Jeff Guyett, from the Community Action Center, attached this photo of construction equipment for the RiverView Apartments at 1155 SE Bypass Drive, Pullman. He is working on getting a digital rendering, but it seems unlikely.

Construction work on a new apartment complex for low-income and homeless residents in Pullman is set to begin this month.

Jeff Guyett, executive director of the Community Action Center, said crews this week should have the permits to begin work on the 56-unit RiverView Apartments project on 1155 SE Bypass Drive, south of Pullman Regional Hospital. He said the complex is expected to be finished in September 2020.

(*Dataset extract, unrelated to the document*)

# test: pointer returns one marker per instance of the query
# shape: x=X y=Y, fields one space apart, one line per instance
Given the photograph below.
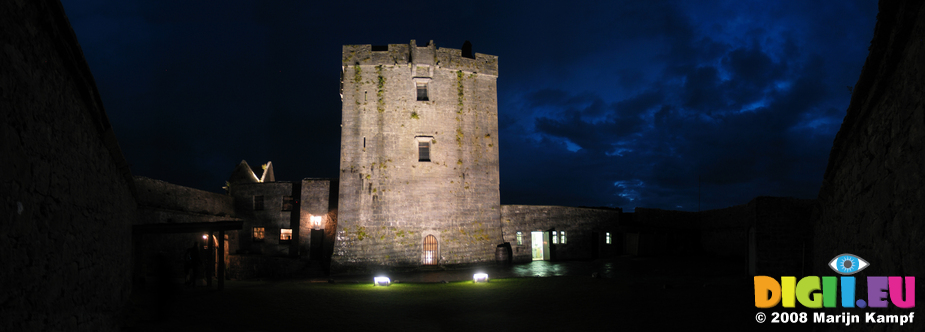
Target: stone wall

CAC, a local nonprofit, will manage the $11 million property, which is being funded by a number of sources including Washington State Housing Trust Funds and low-income housing tax credit investor group, R4 Capital.

The units will be rented to people who are homeless or to households making less than 50 percent of Whitman County’s median income of about $70,000. Priority households will include homeless families with children, people with disabilities, veterans and large families.

Those who live at RiverView will have to pay a rent amount that varies depending on how much income they make. Some may not have to pay any rent, Guyett said.

Guyett said the RiverView Apartments will help its residents find stability and help them work themselves out of poverty. He said they will have the option of talking to case managers at CAC to help them set goals for their future.

Guyett said people that come into contact with CAC have fallen into poverty for a variety of reasons. He said one of CAC’s clients had a stable job until a medical emergency left her homeless in Pullman. Now, after living in emergency housing, she was able to find a job, he said.

Guyett said the new housing project is a helpful but small solution to the overall low-income housing need on the Palouse.

He said it will provide less than 5 percent of the homes needed for local low-income residents that are cost burdened, meaning they pay more than 30 percent of their income on housing costs.

“It’s just a piece of the solution,” he said. “We can’t obviously solve everything ourselves by building more units.”

A recently released Regional Housing Needs Report compiled by Partnership for Economic Prosperity and Thomas P. Miller & Associates found there is a shortage of affordable single-family housing on the Palouse, and it is one of the most significant unmet housing needs in the region.

There are several tax credit properties and other low-income housing in Pullman, but there is an opportunity to create more diverse housing options to help those in need, Guyett said.